Es aquí donde el film de Lumet enlaza con Banderas de nuestros padres (Flags of Our Fathers. Clint Eastwood, 2006). El penúltimo trabajo de Eastwood relata la eterna gira por los Estados Unidos de los héroes de la batalla de Iwo Jima; un descenso a un infierno de flashes y entrevistas, de reuniones gubernamentales y congregaciones públicas, de tres jóvenes degradados a la categoría de objetos nacionales, vaciados de una humanidad perdida en ambas contiendas, la bélica y la “victoriosa”. La contención emocional de todo el metraje, su acercamiento al docudrama más desabrido se rompe hacia su segmento final, cuando Eastwood se derrumba literalmente tras la cámara, acercándose a sus personajes, dándoles cobijo, comprendiéndolos. En cierto modo, Eastwood se identifica con ellos porque ve en esos chicos el espíritu virgen de una nación joven que se pudrió demasiado pronto.

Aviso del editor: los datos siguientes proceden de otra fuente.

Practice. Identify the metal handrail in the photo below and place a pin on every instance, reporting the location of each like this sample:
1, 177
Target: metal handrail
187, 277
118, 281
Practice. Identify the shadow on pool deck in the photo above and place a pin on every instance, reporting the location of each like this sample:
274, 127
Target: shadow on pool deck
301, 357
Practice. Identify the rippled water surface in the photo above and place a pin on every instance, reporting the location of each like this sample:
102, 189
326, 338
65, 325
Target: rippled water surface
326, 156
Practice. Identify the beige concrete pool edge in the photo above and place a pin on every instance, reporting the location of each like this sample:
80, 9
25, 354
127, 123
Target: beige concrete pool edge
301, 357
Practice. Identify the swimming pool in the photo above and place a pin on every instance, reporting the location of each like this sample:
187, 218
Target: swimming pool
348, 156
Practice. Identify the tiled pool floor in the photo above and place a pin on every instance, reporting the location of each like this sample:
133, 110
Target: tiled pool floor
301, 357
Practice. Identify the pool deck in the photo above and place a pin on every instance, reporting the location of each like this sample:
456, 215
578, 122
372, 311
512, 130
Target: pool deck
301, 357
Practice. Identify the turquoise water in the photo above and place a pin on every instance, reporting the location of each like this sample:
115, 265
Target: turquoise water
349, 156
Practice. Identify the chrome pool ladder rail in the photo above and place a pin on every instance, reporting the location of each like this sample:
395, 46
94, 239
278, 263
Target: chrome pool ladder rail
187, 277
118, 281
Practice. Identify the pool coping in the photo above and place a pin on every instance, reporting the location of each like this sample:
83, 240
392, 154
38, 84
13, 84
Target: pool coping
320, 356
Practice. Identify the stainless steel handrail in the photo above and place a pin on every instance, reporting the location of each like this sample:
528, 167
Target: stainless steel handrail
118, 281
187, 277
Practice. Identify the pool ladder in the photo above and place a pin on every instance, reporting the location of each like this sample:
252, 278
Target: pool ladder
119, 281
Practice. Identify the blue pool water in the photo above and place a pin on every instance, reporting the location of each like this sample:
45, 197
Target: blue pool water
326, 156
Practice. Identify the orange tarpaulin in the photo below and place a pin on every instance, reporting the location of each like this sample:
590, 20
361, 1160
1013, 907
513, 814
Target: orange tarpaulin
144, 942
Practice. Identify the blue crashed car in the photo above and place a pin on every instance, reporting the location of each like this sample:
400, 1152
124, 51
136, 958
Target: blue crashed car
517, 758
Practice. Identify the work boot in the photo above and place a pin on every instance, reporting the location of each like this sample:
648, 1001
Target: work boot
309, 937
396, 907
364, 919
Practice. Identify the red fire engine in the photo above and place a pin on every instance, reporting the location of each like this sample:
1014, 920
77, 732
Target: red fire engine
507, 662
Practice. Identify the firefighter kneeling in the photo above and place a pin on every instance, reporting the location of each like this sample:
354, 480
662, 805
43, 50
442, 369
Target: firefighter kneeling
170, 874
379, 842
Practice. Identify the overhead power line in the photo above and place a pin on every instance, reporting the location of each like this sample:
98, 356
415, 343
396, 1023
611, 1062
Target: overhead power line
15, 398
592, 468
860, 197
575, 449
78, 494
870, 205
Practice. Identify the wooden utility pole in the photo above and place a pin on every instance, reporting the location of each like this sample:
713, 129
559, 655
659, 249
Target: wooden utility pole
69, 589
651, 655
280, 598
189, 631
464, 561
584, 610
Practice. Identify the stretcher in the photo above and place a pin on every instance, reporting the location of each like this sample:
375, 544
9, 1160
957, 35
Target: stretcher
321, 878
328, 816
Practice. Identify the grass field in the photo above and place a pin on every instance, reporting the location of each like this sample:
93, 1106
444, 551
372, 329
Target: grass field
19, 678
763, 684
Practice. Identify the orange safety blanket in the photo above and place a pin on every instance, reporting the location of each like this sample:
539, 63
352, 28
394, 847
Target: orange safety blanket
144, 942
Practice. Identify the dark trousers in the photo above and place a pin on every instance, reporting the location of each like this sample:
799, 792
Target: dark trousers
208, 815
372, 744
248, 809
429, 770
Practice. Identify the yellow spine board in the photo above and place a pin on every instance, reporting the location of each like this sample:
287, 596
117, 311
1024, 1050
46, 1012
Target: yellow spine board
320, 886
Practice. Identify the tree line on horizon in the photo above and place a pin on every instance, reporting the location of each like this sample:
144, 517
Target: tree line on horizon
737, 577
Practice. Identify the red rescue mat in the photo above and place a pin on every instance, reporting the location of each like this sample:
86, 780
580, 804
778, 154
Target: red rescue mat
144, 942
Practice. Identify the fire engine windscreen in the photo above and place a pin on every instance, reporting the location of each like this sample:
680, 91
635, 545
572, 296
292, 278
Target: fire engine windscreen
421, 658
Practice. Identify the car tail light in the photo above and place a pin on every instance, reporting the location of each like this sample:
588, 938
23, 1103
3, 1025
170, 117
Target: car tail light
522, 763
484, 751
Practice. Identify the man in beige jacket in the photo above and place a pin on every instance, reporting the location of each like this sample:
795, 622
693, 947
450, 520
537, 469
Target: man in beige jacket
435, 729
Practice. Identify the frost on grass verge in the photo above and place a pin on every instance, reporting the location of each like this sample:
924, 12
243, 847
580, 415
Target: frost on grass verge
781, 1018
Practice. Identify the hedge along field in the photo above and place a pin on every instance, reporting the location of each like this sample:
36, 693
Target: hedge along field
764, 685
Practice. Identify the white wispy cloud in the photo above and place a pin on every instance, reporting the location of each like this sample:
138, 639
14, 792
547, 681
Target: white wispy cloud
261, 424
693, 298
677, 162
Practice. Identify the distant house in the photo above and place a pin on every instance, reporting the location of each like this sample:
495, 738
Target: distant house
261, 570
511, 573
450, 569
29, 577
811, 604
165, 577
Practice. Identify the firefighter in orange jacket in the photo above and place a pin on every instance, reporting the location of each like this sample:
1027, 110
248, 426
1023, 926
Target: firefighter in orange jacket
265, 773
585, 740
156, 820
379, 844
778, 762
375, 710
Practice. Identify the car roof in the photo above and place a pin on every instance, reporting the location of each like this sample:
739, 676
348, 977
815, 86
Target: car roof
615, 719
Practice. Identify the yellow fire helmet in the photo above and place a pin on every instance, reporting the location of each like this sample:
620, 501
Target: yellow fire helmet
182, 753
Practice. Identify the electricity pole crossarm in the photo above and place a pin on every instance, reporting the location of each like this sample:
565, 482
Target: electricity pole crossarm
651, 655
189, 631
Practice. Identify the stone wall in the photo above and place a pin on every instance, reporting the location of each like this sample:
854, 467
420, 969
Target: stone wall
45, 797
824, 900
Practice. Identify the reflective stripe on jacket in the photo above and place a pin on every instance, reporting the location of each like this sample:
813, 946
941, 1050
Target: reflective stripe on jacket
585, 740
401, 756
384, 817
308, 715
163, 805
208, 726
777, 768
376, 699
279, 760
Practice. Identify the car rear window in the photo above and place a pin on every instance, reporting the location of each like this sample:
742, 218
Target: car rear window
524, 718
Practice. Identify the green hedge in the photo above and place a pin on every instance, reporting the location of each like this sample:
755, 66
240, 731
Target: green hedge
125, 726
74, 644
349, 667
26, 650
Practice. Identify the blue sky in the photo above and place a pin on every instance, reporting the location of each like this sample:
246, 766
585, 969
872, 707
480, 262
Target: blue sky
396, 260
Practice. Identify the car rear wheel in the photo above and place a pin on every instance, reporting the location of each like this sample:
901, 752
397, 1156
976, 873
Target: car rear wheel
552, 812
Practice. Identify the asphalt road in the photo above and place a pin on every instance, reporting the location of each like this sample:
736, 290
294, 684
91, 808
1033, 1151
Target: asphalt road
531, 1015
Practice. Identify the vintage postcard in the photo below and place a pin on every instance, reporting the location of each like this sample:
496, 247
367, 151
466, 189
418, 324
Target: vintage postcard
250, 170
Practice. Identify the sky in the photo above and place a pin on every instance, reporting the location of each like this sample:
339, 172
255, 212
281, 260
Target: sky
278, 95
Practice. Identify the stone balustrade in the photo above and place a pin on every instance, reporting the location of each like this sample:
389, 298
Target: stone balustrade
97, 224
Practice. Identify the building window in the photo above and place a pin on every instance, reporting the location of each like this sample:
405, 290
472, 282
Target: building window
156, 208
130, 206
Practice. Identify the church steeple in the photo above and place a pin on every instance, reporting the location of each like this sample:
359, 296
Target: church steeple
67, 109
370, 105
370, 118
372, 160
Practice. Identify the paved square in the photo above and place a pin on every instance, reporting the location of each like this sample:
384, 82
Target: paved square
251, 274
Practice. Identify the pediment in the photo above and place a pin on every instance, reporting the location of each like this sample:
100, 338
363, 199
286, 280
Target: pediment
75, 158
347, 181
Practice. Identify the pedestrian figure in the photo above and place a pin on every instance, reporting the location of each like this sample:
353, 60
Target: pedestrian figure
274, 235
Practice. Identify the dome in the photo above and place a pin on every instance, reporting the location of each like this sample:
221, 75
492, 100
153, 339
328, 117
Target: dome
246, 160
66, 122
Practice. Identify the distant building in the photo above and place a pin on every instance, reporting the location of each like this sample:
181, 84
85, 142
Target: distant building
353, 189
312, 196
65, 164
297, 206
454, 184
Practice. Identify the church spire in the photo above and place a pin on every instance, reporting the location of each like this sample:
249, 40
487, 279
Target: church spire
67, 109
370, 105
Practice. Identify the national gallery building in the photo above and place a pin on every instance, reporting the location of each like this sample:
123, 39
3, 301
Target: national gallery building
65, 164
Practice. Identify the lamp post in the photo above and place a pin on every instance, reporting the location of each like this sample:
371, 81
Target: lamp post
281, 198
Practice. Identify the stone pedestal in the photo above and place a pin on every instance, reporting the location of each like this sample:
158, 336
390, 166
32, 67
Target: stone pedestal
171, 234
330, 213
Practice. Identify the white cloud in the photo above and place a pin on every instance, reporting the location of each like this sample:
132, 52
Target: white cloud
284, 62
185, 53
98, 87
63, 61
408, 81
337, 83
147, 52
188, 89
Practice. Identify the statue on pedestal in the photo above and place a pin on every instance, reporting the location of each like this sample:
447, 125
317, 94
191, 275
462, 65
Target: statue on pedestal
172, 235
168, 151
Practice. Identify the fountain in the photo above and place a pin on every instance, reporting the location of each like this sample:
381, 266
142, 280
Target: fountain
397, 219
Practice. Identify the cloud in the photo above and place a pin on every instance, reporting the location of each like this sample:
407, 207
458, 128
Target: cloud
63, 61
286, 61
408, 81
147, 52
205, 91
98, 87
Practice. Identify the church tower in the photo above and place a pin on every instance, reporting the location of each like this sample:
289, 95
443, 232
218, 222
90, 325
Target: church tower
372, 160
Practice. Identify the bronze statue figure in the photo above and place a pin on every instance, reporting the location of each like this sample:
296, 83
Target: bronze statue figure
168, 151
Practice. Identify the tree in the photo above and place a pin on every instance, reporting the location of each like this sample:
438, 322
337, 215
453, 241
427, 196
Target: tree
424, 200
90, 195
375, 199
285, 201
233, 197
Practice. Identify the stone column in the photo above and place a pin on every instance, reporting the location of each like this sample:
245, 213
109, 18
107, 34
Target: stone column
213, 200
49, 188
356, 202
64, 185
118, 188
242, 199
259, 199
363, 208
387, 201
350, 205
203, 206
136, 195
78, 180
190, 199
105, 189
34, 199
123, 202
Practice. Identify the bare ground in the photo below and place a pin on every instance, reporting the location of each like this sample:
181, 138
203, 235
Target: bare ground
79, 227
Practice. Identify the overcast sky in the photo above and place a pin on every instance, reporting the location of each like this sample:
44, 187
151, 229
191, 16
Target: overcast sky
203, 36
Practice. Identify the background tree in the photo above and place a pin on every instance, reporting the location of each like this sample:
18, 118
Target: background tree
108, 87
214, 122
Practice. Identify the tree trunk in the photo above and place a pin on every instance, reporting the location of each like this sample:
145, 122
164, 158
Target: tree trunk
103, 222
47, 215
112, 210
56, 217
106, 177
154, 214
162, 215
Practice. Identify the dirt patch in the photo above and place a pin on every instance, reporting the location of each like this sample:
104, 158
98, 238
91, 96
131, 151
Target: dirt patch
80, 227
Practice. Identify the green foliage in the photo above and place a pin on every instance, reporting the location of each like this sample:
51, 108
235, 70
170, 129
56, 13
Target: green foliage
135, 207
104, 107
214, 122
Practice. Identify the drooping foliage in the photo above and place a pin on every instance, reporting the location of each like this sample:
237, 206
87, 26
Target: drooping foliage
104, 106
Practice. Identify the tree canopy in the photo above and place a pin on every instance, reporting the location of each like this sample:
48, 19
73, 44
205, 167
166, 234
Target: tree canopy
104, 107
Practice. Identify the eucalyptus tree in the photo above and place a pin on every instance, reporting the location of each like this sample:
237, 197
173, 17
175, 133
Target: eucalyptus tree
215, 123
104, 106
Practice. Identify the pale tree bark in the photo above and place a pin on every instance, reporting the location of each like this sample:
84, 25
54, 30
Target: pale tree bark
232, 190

De igual forma, en Declaradme culpable, Lumet se acerca a su protagonista, que no deja de ser un oasis en mitad de un universo árido. El director intenta desarrollar la indefensión de DiNorscio tanto ante sus compañeros del crimen organizado —es constantemente humillado por uno de los jefes del clan— como ante los cuerpos legales —su relación con el fiscal; la paliza que le propinan los guardias del correccional; la reunión con su ex-mujer interrumpida de forma grosera—. Lumet termina identificándose con DiNorscio cuando al final, una vez concluido el proceso y absueltos todos sus protagonistas, éstos salen victoriosos del juzgado. Mediante un elocuente juego de planos DiNorscio es encuadrado en plano americano mientras vuelve al furgón policial para terminar de cumplir su anterior condena. El contraplano siguiente, filmado desde la lejanía, corresponde al grupo de mafiosos que agradecen a DiNorscio todo su esfuerzo. Entonces, éste esboza una leve sonrisa, entra en el vehículo y regresa a su celda, acompañado muy de cerca por la cámara del cineasta. DiNorscio vuelve a sonreír consciente de su victoria, pero lo hace entre rejas. En un universo de máscaras, Lumet busca la autenticidad, aunque ésta no siempre sea premiada.

Lo que diferencia a Declaradme culpable de los otros dos largometrajes citados es, sin embargo, un cáustico sentido del humor, tan necesario dado el grado de surrealismo que adquieren ciertas situaciones. No obstante, y como hemos afirmado con anterioridad, esto no oscurece el pozo pesimista que subyace bajo su apariencia ligera, que desvela un fuerte escepticismo y resignación ante todos los estamentos de la sociedad en particular, y ante el ser humano en general. Lumet, con Declaradme culpable, parece asociado en su vejez a cineastas de la categoría de Ingmar Bergman o el propio Clint Eastwood. Sin tanto estatus ni tanta pose de autor, y partiendo de una obra de una sencillez abrumadora, Sidney Lumet termina abarcando sus mismas conclusiones. Todavía muchos ni se han enterado.

[1] Nos referimos a películas como Uno de los nuestros (Goodfellas. 1990) o Casino (id. 1995), donde su desmitificación del entorno gangsteril choca con el engolamiento formal y la apoteosis de la violencia.